You know those moments when you make a split decision in seconds? I made one a few weeks ago, and I’ve been kicking myself over it ever since. It’s a small, even stupid, thing, but it drove home an important lesson I keep forgetting: just ask.
See, I rented a car for a family trip, and you know how the reservation says, “Such and such model or something similar,” well, the attendant put us in something similar. Except it wasn’t. It didn’t have as much cargo space as we needed, but instead of asking for the exact vehicle I knew we needed, I just squeezed everything in and drove out of the lot.
Like I said, not a huge thing, but it bothered me clear up to the time we returned the car and headed to the airport. Why didn’t I ask?
I think there are a few reasons we make this mistake, particularly when it comes to business. But most come back to a central idea. On some level, we’re afraid.
Anyone who knows me realizes that fear of confrontation doesn’t really apply to me — in most instances.
But on this trip, I was with my family, including some small children. In that split second, it seemed like I risked conflict over something I told myself didn’t really matter. In hindsight, I realize the attendant was just as likely to say, “Sorry, we’re all out of that model,” as anything else.

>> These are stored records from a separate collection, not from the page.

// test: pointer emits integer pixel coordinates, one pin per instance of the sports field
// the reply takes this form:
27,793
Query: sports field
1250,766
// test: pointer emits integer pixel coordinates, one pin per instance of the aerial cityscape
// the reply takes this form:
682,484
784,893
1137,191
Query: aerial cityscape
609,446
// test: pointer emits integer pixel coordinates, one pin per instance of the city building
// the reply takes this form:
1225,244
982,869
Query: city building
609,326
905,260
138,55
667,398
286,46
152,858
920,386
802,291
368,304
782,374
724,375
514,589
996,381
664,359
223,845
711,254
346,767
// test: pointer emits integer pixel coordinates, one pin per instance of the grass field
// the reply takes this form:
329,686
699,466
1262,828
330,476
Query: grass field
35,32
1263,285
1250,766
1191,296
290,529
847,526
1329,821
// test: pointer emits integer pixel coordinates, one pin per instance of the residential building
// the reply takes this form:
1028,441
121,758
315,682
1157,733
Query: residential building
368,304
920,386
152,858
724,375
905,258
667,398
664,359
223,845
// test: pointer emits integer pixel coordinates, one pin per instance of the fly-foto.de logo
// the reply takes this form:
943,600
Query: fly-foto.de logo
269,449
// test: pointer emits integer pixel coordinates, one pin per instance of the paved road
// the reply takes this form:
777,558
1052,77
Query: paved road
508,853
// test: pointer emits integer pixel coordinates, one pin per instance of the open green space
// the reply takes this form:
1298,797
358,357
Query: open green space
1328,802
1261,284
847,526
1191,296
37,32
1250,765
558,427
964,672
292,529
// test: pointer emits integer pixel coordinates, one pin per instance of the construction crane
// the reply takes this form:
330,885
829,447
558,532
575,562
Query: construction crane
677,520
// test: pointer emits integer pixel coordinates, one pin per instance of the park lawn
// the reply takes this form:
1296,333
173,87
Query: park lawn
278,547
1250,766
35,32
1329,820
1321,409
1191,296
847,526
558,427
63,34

In business, the fear is often one of offense. How dare we “challenge” someone by asking? Be it a client or someone more senior in the operation, who are we to question that person?
It may sound like a simple thing, but it helps to practice. So grab a friend or two and use them as guinea pigs. Then, think about all the times you asked and it didn’t go well, or you never asked at all. Work through those scenarios, and ask for feedback.
What does your body language look like? Do you get in the other person’s space, even inadvertently?
Do you make eye contact? Remember, that even when you’re not speaking, your body is broadcasting your thoughts. Make sure what you want to ask is complemented by how you appear.
How do you sound? What’s the tone of your voice? Do you sound angry? Do you sound engaged? Volume matters here. Make sure you speak clearly so the other person can hear you, but try to keep your tone neutral.
What words do you tend to use? Be careful with pronouns. “You” and “I” carry a lot of weight, so use them with care. Try to keep your ask inclusive when possible.
By using these practice sessions to build up a cache of solid “asks,” they’ll begin to come to you naturally when these moments pop up. Be it requesting a better rate from a vendor or a specific rental car from an attendant, don’t forget there’s power in daring to ask — if you do it the right way.